Skeletal muscle is striated due to the regular arrangement of contractile proteins
Skeletal muscle is a highly organised tissue composed of bundles of muscle fibres called myofibers, which contain several myofibrils. Each myofibril represents a muscle cell with its basic cellular unit, the sarcomere. Myofibrils are composed of actin (thin filaments), myosin (thick filaments), and support proteins.
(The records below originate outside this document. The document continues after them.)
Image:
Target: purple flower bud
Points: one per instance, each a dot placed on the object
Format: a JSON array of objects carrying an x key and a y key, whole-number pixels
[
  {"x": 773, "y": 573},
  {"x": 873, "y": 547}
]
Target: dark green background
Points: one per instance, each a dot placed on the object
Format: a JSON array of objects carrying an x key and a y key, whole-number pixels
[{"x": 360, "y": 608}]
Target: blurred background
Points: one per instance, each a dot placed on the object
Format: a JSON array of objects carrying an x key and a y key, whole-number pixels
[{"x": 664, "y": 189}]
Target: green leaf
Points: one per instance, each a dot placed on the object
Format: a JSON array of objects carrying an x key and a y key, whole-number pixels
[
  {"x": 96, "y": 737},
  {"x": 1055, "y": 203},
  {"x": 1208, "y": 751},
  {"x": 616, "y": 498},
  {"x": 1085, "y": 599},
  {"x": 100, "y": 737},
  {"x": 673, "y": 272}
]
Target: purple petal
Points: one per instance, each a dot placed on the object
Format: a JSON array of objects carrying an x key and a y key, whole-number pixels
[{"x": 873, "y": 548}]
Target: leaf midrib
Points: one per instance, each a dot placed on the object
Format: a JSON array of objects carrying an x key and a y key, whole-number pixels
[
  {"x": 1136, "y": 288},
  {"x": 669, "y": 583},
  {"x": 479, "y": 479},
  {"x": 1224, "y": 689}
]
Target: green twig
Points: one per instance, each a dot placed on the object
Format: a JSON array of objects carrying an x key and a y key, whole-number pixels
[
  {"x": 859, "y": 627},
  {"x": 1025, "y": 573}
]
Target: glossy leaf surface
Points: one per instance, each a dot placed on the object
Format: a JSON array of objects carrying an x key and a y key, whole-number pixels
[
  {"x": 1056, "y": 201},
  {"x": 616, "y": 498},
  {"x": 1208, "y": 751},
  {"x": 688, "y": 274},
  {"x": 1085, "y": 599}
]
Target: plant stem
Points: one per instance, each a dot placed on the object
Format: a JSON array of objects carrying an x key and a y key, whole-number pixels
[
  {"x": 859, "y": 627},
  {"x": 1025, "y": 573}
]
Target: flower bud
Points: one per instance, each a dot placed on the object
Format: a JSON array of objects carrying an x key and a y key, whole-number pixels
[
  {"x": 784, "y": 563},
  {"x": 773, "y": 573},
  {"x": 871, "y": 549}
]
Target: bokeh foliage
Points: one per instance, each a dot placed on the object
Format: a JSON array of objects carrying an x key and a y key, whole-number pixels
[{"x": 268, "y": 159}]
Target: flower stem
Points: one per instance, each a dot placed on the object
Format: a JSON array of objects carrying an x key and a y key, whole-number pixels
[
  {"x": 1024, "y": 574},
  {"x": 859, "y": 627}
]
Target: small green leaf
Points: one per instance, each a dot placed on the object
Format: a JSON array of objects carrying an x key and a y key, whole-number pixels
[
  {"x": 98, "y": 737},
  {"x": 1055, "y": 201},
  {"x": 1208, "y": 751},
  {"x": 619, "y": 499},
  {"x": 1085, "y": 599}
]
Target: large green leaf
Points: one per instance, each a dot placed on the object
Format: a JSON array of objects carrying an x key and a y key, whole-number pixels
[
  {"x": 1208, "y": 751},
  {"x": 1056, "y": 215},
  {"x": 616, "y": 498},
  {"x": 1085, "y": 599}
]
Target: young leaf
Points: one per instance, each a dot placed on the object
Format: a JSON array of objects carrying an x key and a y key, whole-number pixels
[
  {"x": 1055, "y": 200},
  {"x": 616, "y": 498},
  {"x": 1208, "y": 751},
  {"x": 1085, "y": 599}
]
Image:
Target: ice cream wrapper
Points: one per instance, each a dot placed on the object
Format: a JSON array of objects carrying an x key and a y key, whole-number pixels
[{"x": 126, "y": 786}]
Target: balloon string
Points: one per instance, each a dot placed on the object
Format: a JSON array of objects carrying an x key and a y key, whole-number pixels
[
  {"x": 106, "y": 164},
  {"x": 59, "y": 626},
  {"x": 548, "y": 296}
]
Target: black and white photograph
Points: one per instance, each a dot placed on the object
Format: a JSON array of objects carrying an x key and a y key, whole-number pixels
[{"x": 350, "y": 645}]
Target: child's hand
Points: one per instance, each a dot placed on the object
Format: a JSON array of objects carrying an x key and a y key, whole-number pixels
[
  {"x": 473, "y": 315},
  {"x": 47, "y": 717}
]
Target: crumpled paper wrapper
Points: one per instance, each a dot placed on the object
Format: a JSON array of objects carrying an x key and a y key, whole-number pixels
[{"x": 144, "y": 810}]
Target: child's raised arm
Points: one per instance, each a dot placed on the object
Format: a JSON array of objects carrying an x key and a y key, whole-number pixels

The arrangement of actin and myosin gives skeletal muscle its microscopic striated appearance. When viewed under a microscope, sarcomeres are visible along muscle fibres, giving a striated appearance to the tissue. The sarcomeres are arranged longitudinally and include the M line, Z disk, H band, A band, and I band. The M line is the central-most line of the sarcomere, where myosin filaments are anchored together through binding sites within the myosin filament. The H band contains the M line and is the central region of the sarcomere that contains only myosin filaments. The A band is a larger portion of the sarcomere that contains the entirety of the myosin fibres and includes regions of actin and myosin overlap. The Z line, or Z disk, is the terminal boundary of the sarcomere, where alpha-actinin acts as an anchor for the actin filaments.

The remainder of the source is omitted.